Il existe différents types d’IA générative, mais l’un des plus communs est l’IA générative basée sur les réseaux de neurones, comme GPT (Generative Pre-trained Transformer) qui est utilisé pour générer des textes de manière autonome. Ces réseaux de neurones sont entraînés sur de grandes quantités de données : livres, articles, vidéos, etc. Cela leur permet de comprendre les structures et les styles de différents types de contenu et de générer du contenu similaire. Il est utilisé dans différents domaines tels que la création artistique, la génération de contenu, la traduction automatique, la synthèse de voix, la création de personnages virtuels, la génération de designs, entre autres.

L’IA générative n’est pas encore arrivée à la fin de son développement. Il demeure des limites à ce qu’elle peut générer avec toutefois des avancées récentes. Elles ont permis de générer des contenus de qualité de plus en plus proche de ce que pourrait produire un humain.

Chat GPT en est un exemple parmi d’autres. C’est un modèle de traitement automatique du langage (NLP) basé sur une architecture de réseau de neurones appelée modèle de Transformer. Il est entraîné à générer du texte en utilisant un grand corpus de données textuelles qui remonte à 2021. Il utilise des techniques d’apprentissage automatique pour comprendre le contexte et la structure des phrases et des patterns, et génère du texte qui est cohérent et pertinent par rapport à la question posée. Cela permet de répondre de manière fluide et naturelle à des questions sur de nombreux sujets différents.

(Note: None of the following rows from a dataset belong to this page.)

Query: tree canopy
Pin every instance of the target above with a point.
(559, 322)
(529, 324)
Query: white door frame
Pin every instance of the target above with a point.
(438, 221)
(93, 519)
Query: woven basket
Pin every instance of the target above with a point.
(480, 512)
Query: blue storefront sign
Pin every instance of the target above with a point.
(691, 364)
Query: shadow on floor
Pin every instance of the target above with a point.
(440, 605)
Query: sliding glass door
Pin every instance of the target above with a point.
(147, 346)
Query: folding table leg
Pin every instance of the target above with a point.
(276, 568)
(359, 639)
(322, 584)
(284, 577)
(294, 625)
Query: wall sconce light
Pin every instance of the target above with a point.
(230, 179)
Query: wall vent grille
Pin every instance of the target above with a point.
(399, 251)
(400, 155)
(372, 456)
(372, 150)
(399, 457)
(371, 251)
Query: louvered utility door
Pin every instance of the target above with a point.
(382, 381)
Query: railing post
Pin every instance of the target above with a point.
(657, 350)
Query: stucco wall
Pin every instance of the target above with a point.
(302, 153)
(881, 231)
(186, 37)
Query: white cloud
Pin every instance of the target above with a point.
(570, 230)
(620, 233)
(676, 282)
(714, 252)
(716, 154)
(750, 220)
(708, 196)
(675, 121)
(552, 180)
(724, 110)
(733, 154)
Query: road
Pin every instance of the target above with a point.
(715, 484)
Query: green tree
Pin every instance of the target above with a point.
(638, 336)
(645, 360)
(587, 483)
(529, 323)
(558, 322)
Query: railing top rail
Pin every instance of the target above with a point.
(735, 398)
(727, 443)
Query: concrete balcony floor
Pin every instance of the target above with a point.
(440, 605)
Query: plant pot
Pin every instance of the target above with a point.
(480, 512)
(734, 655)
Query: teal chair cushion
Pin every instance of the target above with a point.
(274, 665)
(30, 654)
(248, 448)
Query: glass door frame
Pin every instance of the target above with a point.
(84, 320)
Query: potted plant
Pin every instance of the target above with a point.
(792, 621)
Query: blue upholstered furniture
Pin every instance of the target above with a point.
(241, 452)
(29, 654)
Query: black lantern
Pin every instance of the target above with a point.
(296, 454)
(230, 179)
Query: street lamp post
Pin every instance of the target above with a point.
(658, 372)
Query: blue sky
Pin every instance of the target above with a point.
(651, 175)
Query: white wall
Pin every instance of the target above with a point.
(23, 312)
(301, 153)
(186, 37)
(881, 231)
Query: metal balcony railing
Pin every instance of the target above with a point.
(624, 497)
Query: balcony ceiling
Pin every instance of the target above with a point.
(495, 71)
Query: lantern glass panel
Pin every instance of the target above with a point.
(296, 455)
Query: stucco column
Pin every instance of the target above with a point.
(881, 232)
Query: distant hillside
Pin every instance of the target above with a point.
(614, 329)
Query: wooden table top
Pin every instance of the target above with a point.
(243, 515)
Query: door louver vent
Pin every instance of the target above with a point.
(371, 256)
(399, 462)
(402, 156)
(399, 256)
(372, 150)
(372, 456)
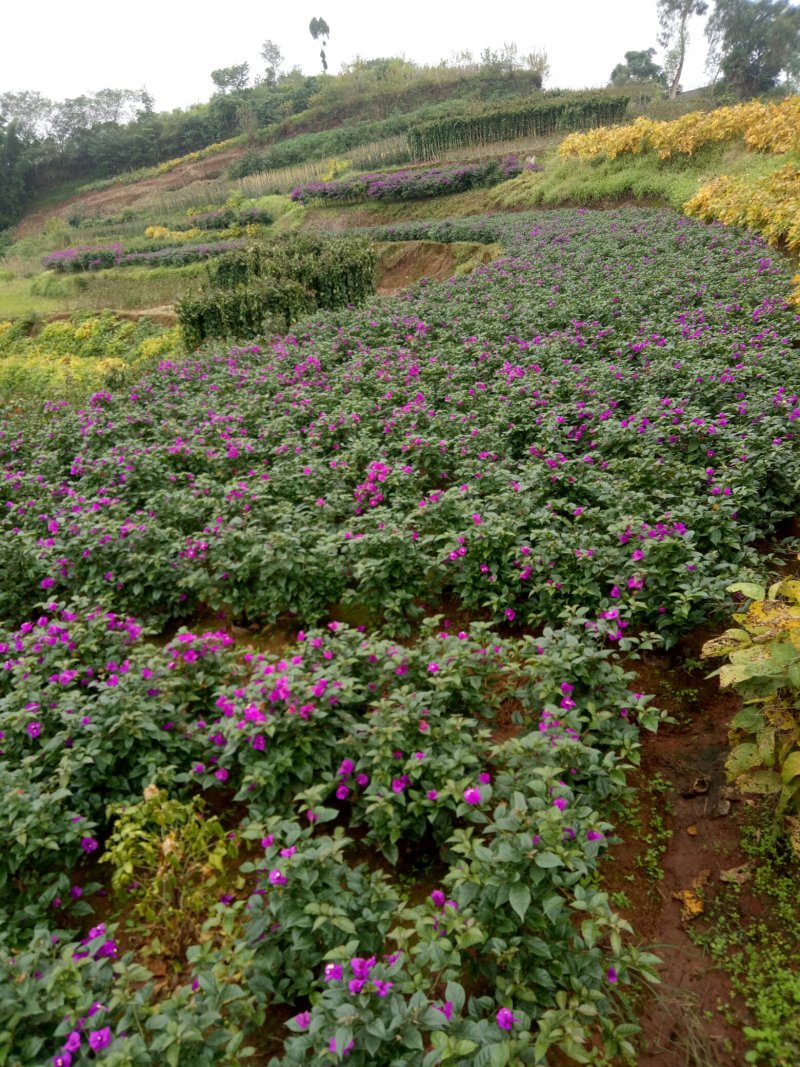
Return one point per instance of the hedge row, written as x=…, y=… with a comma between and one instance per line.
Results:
x=506, y=122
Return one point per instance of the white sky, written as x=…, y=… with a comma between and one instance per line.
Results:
x=171, y=47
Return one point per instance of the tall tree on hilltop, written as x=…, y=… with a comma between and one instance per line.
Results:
x=638, y=66
x=673, y=16
x=319, y=28
x=752, y=43
x=232, y=79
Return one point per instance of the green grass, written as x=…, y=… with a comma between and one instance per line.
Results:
x=17, y=301
x=760, y=952
x=645, y=178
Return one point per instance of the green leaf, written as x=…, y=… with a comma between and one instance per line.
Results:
x=763, y=782
x=790, y=766
x=742, y=758
x=547, y=860
x=749, y=589
x=520, y=898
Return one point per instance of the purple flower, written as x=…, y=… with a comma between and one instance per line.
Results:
x=100, y=1038
x=506, y=1019
x=74, y=1041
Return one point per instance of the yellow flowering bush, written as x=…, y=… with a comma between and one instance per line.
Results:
x=164, y=234
x=769, y=205
x=764, y=127
x=68, y=357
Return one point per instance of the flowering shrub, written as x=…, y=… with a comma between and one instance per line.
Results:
x=112, y=255
x=582, y=440
x=411, y=185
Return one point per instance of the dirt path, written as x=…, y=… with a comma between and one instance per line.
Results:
x=683, y=839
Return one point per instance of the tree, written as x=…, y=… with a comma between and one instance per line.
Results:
x=673, y=16
x=273, y=60
x=232, y=79
x=638, y=67
x=31, y=113
x=319, y=28
x=13, y=174
x=752, y=43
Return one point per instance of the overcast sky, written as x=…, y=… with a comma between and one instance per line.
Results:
x=171, y=47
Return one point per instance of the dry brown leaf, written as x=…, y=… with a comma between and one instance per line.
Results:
x=691, y=905
x=738, y=875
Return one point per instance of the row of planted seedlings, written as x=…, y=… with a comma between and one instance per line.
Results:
x=316, y=763
x=174, y=244
x=589, y=432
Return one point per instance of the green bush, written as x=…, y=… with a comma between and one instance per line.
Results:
x=264, y=288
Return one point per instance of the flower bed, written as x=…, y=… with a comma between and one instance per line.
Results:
x=67, y=260
x=584, y=440
x=411, y=184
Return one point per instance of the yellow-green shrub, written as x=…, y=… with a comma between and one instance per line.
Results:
x=764, y=127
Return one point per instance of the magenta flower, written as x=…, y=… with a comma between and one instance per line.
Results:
x=506, y=1018
x=345, y=1052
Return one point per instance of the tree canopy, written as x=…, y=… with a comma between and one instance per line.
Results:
x=754, y=43
x=638, y=67
x=673, y=16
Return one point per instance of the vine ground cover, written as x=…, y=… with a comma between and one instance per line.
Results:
x=586, y=438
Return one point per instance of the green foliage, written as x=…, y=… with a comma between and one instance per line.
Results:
x=638, y=67
x=532, y=118
x=754, y=43
x=757, y=945
x=764, y=654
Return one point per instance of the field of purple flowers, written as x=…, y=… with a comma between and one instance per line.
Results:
x=413, y=184
x=578, y=446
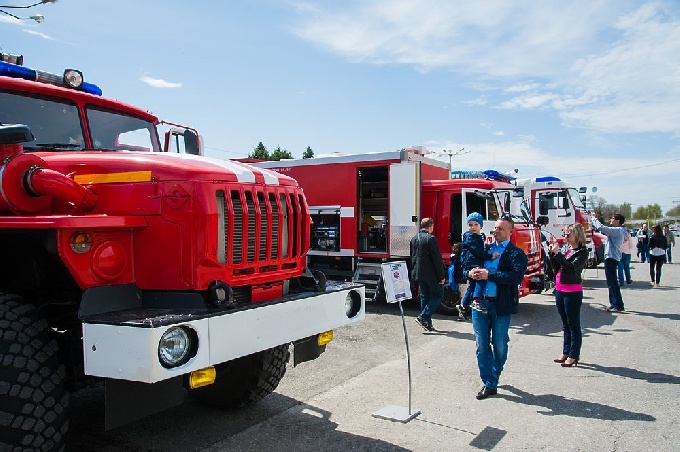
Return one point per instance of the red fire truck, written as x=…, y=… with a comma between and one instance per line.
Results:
x=562, y=205
x=366, y=208
x=157, y=271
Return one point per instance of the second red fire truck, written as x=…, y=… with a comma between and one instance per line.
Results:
x=366, y=208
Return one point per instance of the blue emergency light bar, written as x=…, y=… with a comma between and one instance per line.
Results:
x=71, y=78
x=548, y=179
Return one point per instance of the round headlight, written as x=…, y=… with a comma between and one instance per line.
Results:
x=352, y=303
x=176, y=346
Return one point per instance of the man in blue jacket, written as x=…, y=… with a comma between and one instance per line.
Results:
x=503, y=276
x=428, y=270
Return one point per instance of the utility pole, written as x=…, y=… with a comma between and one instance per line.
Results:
x=452, y=153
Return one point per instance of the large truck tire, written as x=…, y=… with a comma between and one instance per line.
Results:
x=245, y=380
x=33, y=397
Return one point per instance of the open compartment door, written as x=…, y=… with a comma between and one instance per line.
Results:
x=404, y=215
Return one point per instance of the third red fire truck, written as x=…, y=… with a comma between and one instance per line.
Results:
x=367, y=207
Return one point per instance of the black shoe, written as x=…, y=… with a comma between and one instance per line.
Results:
x=426, y=326
x=486, y=392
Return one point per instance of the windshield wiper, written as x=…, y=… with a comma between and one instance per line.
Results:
x=55, y=146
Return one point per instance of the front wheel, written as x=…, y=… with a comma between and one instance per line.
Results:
x=243, y=381
x=33, y=398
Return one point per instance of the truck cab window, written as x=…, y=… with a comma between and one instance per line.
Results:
x=113, y=130
x=55, y=124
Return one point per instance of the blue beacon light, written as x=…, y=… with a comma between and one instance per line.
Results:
x=70, y=79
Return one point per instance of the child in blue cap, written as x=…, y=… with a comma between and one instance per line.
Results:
x=473, y=254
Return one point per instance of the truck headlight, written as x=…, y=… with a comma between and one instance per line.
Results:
x=177, y=346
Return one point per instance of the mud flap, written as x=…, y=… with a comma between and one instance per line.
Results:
x=306, y=350
x=129, y=401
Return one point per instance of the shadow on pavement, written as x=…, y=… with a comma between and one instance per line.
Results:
x=561, y=406
x=288, y=425
x=650, y=377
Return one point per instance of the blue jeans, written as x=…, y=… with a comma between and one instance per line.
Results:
x=644, y=253
x=431, y=296
x=611, y=268
x=569, y=308
x=624, y=268
x=467, y=298
x=491, y=338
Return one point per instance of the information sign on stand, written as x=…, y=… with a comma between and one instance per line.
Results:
x=398, y=288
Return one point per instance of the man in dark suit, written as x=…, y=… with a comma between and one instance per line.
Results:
x=503, y=276
x=428, y=270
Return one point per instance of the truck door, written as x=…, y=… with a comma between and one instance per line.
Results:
x=556, y=205
x=404, y=209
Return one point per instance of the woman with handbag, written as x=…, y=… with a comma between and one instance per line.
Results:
x=569, y=290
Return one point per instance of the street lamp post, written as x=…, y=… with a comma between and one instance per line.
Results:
x=37, y=17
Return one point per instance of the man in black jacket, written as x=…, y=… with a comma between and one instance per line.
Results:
x=428, y=270
x=503, y=276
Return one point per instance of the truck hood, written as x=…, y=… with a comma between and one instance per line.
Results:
x=162, y=166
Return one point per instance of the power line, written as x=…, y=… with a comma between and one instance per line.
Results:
x=622, y=170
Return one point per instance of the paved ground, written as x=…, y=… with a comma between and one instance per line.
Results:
x=623, y=396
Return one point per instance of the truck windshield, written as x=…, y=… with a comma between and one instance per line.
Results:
x=57, y=126
x=576, y=199
x=54, y=123
x=114, y=130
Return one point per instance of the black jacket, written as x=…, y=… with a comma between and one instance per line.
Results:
x=511, y=269
x=426, y=259
x=571, y=266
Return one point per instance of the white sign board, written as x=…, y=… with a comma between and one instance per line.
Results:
x=397, y=285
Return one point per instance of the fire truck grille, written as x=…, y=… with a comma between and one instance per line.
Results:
x=260, y=227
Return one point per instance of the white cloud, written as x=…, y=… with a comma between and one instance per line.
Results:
x=605, y=65
x=41, y=35
x=159, y=83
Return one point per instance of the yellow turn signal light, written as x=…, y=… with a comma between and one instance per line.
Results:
x=325, y=338
x=203, y=377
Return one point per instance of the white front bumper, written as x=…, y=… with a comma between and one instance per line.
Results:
x=130, y=351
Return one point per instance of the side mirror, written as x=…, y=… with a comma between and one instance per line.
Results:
x=191, y=142
x=542, y=220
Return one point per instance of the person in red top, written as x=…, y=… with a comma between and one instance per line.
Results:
x=569, y=290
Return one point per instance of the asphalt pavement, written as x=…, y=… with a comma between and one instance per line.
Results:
x=623, y=395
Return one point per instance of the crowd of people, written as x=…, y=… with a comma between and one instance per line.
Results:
x=493, y=272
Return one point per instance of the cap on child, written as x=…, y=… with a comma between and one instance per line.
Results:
x=476, y=216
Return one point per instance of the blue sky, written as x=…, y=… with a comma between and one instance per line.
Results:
x=586, y=90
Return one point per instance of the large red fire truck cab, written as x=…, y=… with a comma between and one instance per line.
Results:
x=159, y=271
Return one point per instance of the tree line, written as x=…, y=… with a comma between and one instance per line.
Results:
x=648, y=212
x=260, y=152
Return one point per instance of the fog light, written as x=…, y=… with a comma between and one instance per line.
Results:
x=176, y=346
x=325, y=338
x=203, y=377
x=81, y=242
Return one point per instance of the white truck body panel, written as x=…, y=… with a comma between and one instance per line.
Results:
x=404, y=205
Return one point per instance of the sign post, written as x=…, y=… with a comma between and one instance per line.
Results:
x=398, y=288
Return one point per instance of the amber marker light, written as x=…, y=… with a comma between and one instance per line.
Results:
x=325, y=338
x=81, y=242
x=203, y=377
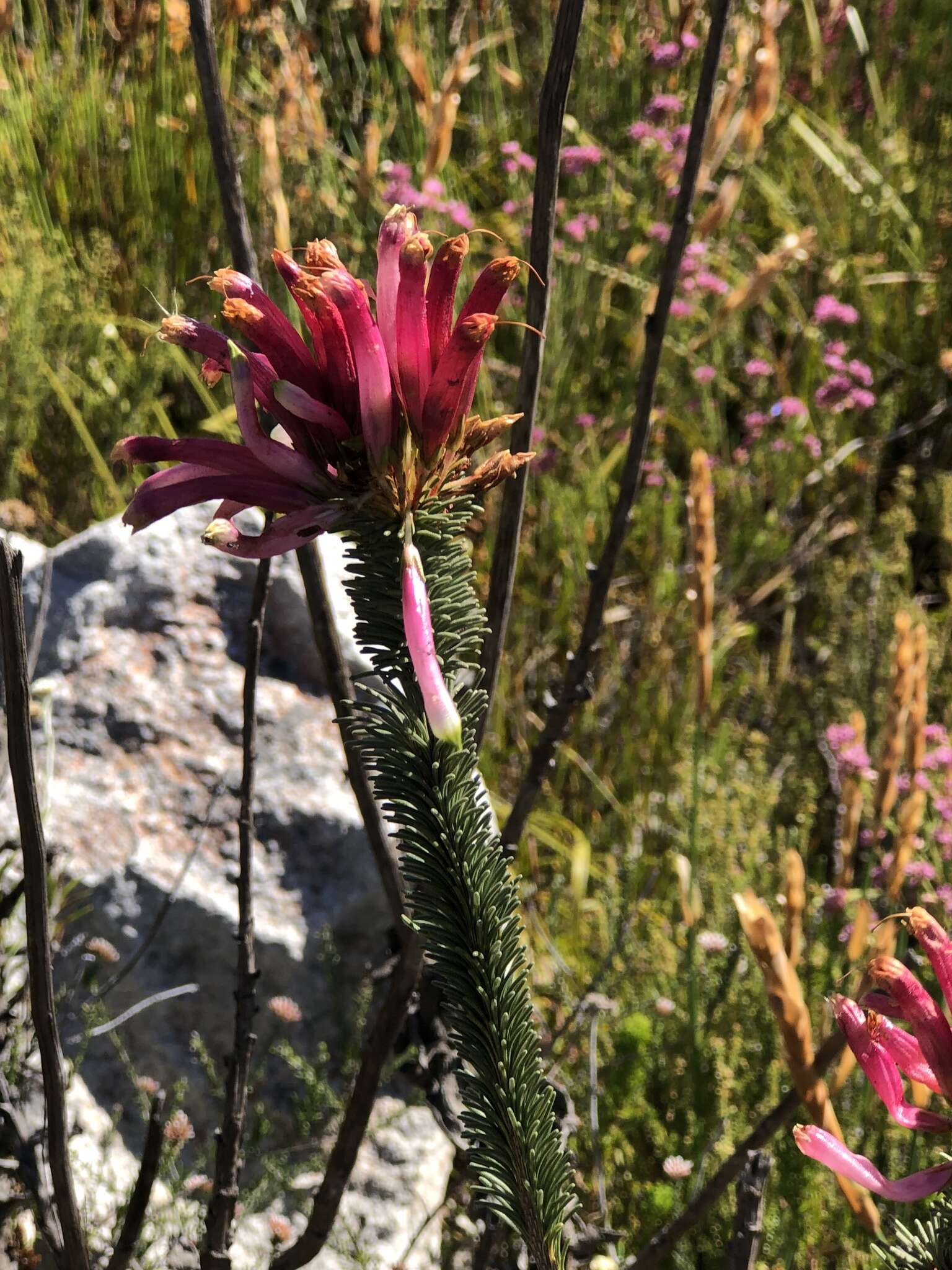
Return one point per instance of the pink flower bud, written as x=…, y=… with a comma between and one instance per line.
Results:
x=822, y=1146
x=442, y=714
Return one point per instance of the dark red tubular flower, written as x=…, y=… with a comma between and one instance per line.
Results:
x=371, y=407
x=884, y=1050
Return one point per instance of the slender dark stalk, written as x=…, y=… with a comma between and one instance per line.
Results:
x=749, y=1219
x=574, y=687
x=35, y=877
x=660, y=1246
x=342, y=691
x=226, y=168
x=227, y=1156
x=143, y=1191
x=551, y=112
x=380, y=1044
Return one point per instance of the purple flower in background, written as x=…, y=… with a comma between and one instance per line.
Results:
x=829, y=309
x=667, y=55
x=711, y=282
x=576, y=159
x=663, y=104
x=788, y=408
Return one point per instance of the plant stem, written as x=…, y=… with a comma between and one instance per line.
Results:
x=35, y=877
x=227, y=1156
x=574, y=687
x=694, y=886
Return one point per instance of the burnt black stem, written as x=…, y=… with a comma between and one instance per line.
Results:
x=575, y=686
x=551, y=112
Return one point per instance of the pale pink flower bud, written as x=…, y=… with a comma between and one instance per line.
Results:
x=418, y=626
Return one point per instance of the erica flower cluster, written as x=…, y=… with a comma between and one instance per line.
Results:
x=372, y=413
x=884, y=1050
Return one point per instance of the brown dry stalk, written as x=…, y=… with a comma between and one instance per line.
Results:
x=703, y=551
x=792, y=1018
x=795, y=893
x=852, y=813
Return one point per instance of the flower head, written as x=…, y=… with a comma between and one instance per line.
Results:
x=884, y=1050
x=371, y=411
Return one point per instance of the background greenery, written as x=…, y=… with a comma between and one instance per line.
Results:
x=110, y=207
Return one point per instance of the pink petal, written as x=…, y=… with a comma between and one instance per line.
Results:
x=413, y=333
x=442, y=714
x=906, y=1050
x=922, y=1014
x=490, y=287
x=395, y=229
x=369, y=360
x=822, y=1146
x=302, y=406
x=441, y=294
x=286, y=534
x=287, y=464
x=880, y=1068
x=170, y=491
x=937, y=945
x=454, y=383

Replacer ChatGPT dans des cas d’usage

Dans le monde l’enseignement supérieur, il est important de noter que ce n’est qu’un outil. Il ne saurait remplacer l’expérience d’un enseignant qualifié et les interactions en direct avec ses élèves. Il pourrait permettre de compléter un apprentissage en fournissant des informations rapides et précises, et en aidant les apprenants à développer leur compréhension des sujets. Cependant, ses utilisateurs doivent garder à l’esprit qu’il ne peut être considéré comme une source fiable et que les informations doivent être vérifiées. Il ne remplace pas non plus l’apprentissage des compétences de base telles que la rédaction, les connaissances disciplinaires, la pensée critique, la recherche ou encore l’analyse de d’information.

Ici nous sommes confrontés qu’à une intelligence artificielle, celle d’une machine qui n’est pas forcément une vraie intelligence d’ailleurs. La vraie intelligence est humaine celle appelée digitale pour faire de l’IA un atout et non une menace.

D’ailleurs, pensez-vous que ce texte soit écrit par ChatGPT ? Demain, on ne se posera peut-être plus la question. Ce genre de technologie sera intégré dans les enseignements et même dans les outils de travail comme fonctionnalité… les enjeux ne seraient alors plus les mêmes sans oublier que le plagiat et le droit d’auteur demeurent une problématique à trancher en parallèle à l’évaluation des usages.